New X-Men by Grant Morrison
Morrison’s run on X-Men felt like a return to Claremont’s style in that all eight arcs were uniquely interwoven. The full run tells a long-form narrative starting with the destruction of Genosha as Emma Frost returns to the team. Morrison’s work in the DC Universe, particularly on books like Justice League, made him a prime candidate to take on the challenge of Marvel’s own premiere team.
Astonishing X-Men by Joss Whedon and John Cassaday
Whedon’s take on the X-Men took them out of their uniforms and back into their superhero duds and while new fans might not understand the significance of how cool Cyclopes putting on his jacket is, Sims and Jeremy Whitley (writer of The Unstoppable Wasp and Rainbow Brite) both agreed how great of a starting point this book is for new readers. The book follows directly after Morrison’s run and introduces some new characters to the team.
Wolverine and the X-Men by Jason Aaron, Chris Bachalo, and Nick Bradshaw
The book follows Wolverine as he takes on being headmaster of Jean Grey School for Higher Learning.

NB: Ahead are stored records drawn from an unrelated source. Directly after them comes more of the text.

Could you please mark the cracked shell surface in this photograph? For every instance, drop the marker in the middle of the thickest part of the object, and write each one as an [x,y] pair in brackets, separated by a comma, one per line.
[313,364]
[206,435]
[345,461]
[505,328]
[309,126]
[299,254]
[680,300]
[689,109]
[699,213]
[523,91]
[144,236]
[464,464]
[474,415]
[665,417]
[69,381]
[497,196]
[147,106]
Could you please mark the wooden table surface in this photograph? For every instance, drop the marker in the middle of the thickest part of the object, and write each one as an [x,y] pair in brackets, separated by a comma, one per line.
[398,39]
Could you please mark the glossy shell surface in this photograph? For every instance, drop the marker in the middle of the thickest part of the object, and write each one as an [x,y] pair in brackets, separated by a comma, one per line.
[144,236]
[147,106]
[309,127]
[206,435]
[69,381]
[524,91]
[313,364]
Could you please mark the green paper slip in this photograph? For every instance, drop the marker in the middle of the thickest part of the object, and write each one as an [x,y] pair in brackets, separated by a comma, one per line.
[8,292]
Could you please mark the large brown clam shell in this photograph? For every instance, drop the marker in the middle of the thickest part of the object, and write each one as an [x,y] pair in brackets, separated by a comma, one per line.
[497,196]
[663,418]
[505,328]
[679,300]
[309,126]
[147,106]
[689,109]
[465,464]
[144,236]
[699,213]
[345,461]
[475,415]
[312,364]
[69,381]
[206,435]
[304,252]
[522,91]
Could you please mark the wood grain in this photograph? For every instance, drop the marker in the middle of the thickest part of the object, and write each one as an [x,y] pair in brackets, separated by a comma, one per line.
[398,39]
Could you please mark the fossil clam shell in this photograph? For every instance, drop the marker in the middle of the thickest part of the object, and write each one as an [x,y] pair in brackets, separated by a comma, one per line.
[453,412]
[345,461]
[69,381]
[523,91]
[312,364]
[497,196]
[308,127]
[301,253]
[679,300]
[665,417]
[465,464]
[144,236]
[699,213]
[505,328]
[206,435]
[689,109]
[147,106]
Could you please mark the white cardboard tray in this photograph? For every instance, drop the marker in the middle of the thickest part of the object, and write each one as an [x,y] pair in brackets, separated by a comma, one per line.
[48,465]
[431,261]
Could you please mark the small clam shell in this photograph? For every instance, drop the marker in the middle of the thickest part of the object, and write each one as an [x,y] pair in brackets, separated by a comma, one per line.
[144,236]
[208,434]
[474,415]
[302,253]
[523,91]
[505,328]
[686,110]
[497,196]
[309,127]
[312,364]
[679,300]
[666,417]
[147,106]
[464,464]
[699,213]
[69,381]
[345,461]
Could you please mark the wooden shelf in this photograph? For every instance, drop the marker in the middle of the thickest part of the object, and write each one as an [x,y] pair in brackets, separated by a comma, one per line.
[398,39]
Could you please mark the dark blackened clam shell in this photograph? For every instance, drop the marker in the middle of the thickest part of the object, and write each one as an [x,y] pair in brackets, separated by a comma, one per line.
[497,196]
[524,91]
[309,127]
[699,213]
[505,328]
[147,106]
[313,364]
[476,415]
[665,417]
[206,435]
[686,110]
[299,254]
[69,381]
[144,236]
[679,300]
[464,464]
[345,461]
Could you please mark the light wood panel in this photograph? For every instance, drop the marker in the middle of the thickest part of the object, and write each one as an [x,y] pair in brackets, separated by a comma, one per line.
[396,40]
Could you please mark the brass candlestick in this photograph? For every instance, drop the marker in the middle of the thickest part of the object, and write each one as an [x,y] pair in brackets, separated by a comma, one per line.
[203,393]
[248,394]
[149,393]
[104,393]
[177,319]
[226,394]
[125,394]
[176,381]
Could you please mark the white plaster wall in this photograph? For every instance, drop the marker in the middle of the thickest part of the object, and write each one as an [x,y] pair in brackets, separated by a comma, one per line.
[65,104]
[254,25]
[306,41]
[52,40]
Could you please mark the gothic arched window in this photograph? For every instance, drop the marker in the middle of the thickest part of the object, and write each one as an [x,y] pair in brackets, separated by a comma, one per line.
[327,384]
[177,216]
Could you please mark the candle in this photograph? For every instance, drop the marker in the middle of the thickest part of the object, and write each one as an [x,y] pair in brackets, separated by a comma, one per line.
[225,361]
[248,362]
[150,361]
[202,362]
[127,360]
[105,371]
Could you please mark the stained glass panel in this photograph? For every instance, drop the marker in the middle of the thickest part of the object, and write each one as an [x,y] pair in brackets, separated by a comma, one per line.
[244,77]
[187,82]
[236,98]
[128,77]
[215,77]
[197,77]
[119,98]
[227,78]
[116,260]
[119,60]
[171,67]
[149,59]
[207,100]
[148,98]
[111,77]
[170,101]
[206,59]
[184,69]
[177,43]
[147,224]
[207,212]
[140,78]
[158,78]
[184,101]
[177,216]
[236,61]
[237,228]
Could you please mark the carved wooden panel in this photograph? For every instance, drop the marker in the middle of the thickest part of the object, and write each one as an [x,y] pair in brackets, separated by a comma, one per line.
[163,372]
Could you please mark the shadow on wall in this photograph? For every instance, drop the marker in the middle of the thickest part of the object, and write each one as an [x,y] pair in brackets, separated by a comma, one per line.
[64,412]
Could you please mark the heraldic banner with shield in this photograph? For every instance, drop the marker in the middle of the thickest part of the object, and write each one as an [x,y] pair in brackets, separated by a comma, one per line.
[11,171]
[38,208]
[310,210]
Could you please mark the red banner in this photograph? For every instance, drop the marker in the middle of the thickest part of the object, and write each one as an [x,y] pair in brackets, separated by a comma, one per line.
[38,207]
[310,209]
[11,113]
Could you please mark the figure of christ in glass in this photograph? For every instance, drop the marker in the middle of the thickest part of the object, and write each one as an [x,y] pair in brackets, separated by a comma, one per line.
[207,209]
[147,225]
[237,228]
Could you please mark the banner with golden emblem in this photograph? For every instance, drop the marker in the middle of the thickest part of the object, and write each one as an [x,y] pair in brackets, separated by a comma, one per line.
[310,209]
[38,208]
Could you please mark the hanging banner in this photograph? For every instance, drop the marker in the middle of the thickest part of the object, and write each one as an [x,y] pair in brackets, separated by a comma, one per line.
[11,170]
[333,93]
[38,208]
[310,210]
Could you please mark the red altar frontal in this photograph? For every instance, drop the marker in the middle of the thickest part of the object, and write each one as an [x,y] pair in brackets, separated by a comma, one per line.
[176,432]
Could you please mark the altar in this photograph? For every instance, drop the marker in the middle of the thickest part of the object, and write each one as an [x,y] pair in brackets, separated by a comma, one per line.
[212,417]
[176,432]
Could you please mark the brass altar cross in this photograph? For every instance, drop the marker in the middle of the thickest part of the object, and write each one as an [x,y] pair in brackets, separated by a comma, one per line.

While trying to juggle professors and new students, Wolverine must face the Hellfire Club, a group of homicidal genius children, led by Kade Kilgore.
X-MEN ’92 by Chris Sims and Chad Bowers
Originally started as a tie-in miniseries for Marvel’s Secret Wars event, the series was later given an additional 10 issues, though less than originally planned. Sims said in an NC COMICON panel the plan was to create a few interwoven stories that would act as if the 90s X-Men days had never ended, Apocolypse has been defeated, the events with Magneto are still fresh and the classic characters are exactly as fans remember them, only slightly tweaked for a more modern audience. It only seemed fitting to add this addition to the list since Sims is such an X-Men fan and carried his love of the franchise into this book.
Overall, the X-Men have a universal appeal. They were Marvel’s most popular comic for 30 years and continue to sell books for a reason. As I Sims stated during the interview and why he mentioned the X-Men: God Loves, Man Kills story, there is always a group of people for who me the X-Men will be a metaphor for. Even if readers hold confusions about locations, overarching plot points or just the basic comic jargon they can understand the characters and the meaning behind their creation. The X-Men matter to so many readers.
While I was speaking to Chris Sims, a man with his daughters was speaking to him about his experience reading comics as a child and lamented how they, specifically X-Men books, helped him get through a rough childhood and how even something as silly as comics do matter.
It is amazing to see how much creators care about the properties and franchises they take over writing but it is even more amazing to hear that despite the vast history behind these characters, it’s ok to just jump in and start reading no matter where the story is.